If you've wondered whether there's a downside to wearing superskinny jeans, this story's for you.
A 35-year-old Australian woman wound up in the hospital after wearing skinny jeans while helping a family member move.
The move involved "many hours of squatting while emptying cupboards," according to a report published Monday in the journal Neurology, Neurosurgery & Psychiatry.
As the day went on, those jeans were making her increasingly uncomfortable. But it wasn't until that evening that the situation went south. As she walked home, the woman found herself struggling to lift her increasingly numb feet.
She fell to the ground, and lay there for several hours before she was found and taken to the Royal Adelaide Hospital.
At the hospital, the woman's legs were so swollen that staff had to cut off her jeans.
Neurologists tried to figure out what had gone wrong. Tests revealed that she had almost no muscle strength in her ankles and toes, while the muscles of her hips and knees were normal. A CT scan of her legs showed signs of muscle damage in the calves.
Tests of the tibial nerves, which provide movement and sensation to the calf and foot, and the peroneal nerves, which run from the outside of the knee down to the foot and ankle, showed they weren't sending signals properly.
That was the clue. Nerve damage can be caused by pressure. In the case of the peroneal nerves, that can include pressure from crossing the legs, wearing high boots or squatting. (Previous research refers to "strawberry pickers' palsy.")
"The wearing of 'skinny' jeans had likely potentiated the tibial neuropathies by causing a compartment syndrome as the lower leg swelled," the report concluded.
Not good.
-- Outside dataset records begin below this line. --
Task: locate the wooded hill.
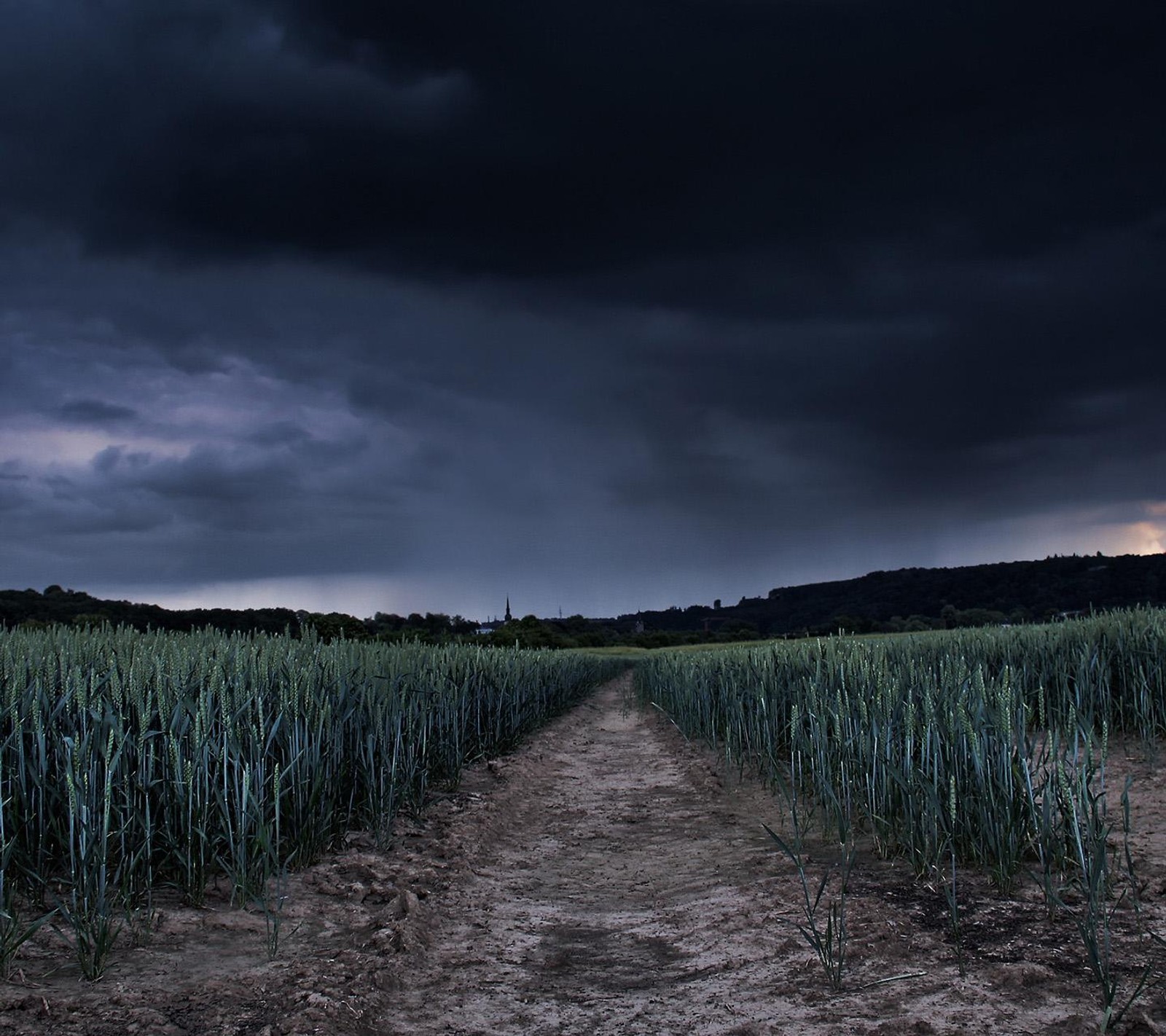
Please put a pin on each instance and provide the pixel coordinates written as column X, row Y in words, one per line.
column 933, row 598
column 903, row 600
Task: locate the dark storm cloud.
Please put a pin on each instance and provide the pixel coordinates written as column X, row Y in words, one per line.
column 95, row 412
column 606, row 297
column 551, row 138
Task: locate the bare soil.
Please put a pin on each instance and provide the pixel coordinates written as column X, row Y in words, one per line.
column 606, row 878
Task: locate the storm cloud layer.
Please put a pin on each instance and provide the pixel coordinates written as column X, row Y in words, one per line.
column 413, row 305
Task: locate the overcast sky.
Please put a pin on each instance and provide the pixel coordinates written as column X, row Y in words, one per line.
column 413, row 305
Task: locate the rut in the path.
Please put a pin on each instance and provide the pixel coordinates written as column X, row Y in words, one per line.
column 622, row 890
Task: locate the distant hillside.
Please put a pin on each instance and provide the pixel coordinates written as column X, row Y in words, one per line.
column 932, row 598
column 883, row 602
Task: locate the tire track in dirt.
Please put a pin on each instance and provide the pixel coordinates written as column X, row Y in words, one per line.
column 616, row 884
column 604, row 879
column 604, row 890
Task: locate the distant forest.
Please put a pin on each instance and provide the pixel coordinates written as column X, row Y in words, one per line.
column 904, row 600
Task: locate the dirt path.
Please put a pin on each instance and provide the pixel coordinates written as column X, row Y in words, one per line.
column 608, row 878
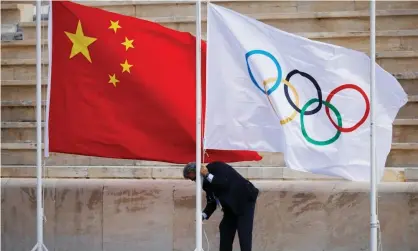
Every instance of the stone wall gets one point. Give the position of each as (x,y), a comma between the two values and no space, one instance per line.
(90,215)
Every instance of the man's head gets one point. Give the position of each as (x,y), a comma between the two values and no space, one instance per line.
(189,171)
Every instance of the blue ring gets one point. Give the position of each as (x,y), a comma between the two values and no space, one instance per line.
(279,70)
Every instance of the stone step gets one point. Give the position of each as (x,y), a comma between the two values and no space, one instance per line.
(14,13)
(401,155)
(291,22)
(397,40)
(404,131)
(392,174)
(391,61)
(24,111)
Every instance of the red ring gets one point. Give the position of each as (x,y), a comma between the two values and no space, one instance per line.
(366,113)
The swelling of compartment syndrome can lead to permanent muscle and nerve damage, or amputation.
In this case, the victim fared better. After four days in the hospital on intravenous fluids, she regained her ability to walk and went home. No word on whether she's ever donned skinny jeans again.
This isn't the first time we've reported on the perils of excessively tight trousers. In 2011, a doctor in Tarrytown, N.Y., told us about a 15-year-old soccer player who had numbness and tingling in her leg caused by wearing compression shorts.
In some cases, the only damage tight clothes will do is to your wallet.
Last fall, the Federal Trade Commission ordered to two companies to stop selling caffeine-infused shapewear, saying that the amped-up skivvies would not, as one firm claimed, "reduce the size of your hips by up to 2.1 inches and your thighs by up to one inch, and would eliminate or reduce cellulite and that scientific tests proved those results."
The FTC disputed that claim, and ordered the companies to fork over $1.5 million to customers who had been lured in by the promise of effortless shrinkage.